Freshman Caity Kubicek didn’t even have to serve detention in order to reap the benefits of the new St. Thomas Breakfast Club.
Breakfast Club participants freshmen Caity Kubicek, Ben Van Ort and Aileen Conway work together to solve a cryptogram puzzle. The three week program started Monday, Feb. 27, and will conclude Friday, March 16. (Anastasia Straley/TommieMedia)
St. Thomas’ psychology department and the Health and Wellness Center combined expertise to create the Breakfast Club, a program open to freshmen students that promotes healthy lifestyles.
“I really feel a lot better,” Kubicek said. “I’ve created this cycle, and that’s what they want you to do–go to sleep and wake up around the same time and live healthy.”

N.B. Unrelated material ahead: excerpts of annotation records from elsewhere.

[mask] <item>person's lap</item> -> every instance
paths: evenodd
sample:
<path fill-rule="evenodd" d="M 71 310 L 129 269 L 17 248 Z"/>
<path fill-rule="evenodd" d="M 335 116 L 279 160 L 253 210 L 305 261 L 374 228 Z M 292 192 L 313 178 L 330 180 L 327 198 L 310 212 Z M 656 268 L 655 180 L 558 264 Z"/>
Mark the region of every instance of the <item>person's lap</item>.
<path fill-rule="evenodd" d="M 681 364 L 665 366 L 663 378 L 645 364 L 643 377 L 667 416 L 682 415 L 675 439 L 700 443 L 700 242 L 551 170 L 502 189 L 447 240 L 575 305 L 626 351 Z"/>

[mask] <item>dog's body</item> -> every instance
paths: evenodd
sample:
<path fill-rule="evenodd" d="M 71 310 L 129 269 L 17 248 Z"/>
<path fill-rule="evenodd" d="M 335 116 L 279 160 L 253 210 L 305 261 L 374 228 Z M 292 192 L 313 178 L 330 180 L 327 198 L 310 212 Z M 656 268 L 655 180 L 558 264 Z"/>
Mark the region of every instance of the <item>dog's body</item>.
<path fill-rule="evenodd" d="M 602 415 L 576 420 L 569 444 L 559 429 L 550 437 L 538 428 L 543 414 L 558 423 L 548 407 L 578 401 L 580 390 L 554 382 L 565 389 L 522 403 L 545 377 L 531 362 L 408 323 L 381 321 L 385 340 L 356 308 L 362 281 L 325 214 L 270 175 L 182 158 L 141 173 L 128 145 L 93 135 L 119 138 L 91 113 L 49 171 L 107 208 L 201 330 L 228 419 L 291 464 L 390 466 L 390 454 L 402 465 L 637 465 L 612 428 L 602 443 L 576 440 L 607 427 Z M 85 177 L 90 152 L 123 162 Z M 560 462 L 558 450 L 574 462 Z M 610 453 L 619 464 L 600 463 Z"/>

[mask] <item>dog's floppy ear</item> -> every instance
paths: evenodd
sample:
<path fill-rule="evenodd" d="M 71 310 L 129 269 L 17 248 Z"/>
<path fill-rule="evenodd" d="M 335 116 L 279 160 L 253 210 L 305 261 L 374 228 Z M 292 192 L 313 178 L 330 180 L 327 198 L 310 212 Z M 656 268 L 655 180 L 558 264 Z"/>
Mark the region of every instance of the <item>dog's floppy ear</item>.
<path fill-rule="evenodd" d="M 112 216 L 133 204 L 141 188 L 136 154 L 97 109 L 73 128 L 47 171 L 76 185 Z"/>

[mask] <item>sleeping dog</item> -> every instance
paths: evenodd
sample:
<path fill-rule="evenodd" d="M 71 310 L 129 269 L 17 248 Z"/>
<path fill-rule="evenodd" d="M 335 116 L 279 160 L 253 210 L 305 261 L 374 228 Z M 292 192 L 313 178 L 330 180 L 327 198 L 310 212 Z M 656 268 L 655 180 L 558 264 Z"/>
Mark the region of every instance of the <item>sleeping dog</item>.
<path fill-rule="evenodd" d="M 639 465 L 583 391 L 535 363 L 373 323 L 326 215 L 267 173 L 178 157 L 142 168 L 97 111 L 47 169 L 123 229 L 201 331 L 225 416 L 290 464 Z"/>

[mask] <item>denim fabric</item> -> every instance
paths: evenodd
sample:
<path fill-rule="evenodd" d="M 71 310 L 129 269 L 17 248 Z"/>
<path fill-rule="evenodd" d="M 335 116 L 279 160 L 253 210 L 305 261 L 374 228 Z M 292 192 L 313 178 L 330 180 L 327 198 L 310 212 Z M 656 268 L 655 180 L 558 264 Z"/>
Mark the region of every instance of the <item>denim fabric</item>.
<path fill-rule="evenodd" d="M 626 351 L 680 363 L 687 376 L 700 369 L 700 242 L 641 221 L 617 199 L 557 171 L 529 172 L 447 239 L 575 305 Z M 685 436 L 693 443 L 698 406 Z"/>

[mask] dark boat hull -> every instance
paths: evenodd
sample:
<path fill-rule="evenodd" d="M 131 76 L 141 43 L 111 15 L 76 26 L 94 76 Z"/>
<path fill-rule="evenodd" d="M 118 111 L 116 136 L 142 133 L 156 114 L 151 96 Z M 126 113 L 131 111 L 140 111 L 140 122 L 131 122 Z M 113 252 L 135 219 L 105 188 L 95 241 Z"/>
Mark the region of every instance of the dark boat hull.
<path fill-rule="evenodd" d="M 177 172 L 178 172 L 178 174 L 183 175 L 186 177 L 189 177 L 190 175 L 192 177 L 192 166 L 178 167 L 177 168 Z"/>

The program was developed by assistant professor of psychology Roxanne Prichard and Health Educator Birdie Cunningham. Prichard said that the club’s name was partially influenced by the classic ‘80s movie “The Breakfast Club.”
“In the movie, a group of unrelated students come together and talk. They’re in detention, which is where we differ. In the process of talking through things, they learned a lot about each other and a lot about themselves, so it was a useful template. It also makes sense–we’re eating breakfast,” Prichard said.
The three-week program featured St. Thomas experts and professors giving informal lectures on a variety of subjects, including nutrition, friendship, finances and alcohol. The topics were chosen based on the results of the Wellness Center’s student health survey.
The group focuses on first-year students and teaching them about assistance the university offers.
“We wanted freshmen early on in their academic careers to give them advice that we think a lot of students don’t stumble upon until they’re juniors or seniors,” Prichard said. “There are a lot of resources on campus that they don’t necessarily know about, and in retrospect, would be really helpful if they had learned about early on.”
Kubicek commended the organizers for their willingness to help.
“It’s very casual,” Kubieck said. “Every day we write down a question we might have about the topic, and they make sure it’s answered at the end.”
Freshman Jesse Stone echoed Kubicek’s praise for the program.
“I think it’s good information for college students,” Stone said. “We’re so stressed, and we have so much going on; by getting up early, getting into a cycle and eating breakfast, we’re bettering our health.”
However, not all of the sessions adhere to a question-and-answer or lecture format.
“We went bowling one time at eight in the morning,” Kubicek said. “It was actually really refreshing.”
The Breakfast Club also scheduled optional Saturday meetings, sometimes including trips to local cafes.
“They’re (the professors) open to do things that we want to do too,” Kubicek said.
Stone said he thinks some practices taught in the segments should be made requirements for some classes.
“It opens your eyes to a lot of things, and it’s nice getting the information,” Stone said. “It’d be a good thing for everyone to incorporate at one point in time.”
The official club meetings conclude on Friday, March 16. Prichard and Cunningham will then evaluate the club experience. Depending on the results, they may add meetings throughout the year and consider creating similar groups.
Even if the group of nine does not schedule any further official meetings, Kubicek said they may be interested in meeting on their own.
“We’re getting close,” Kubicek said. “We want to continue it on after it ends, just meet at The View once a month.”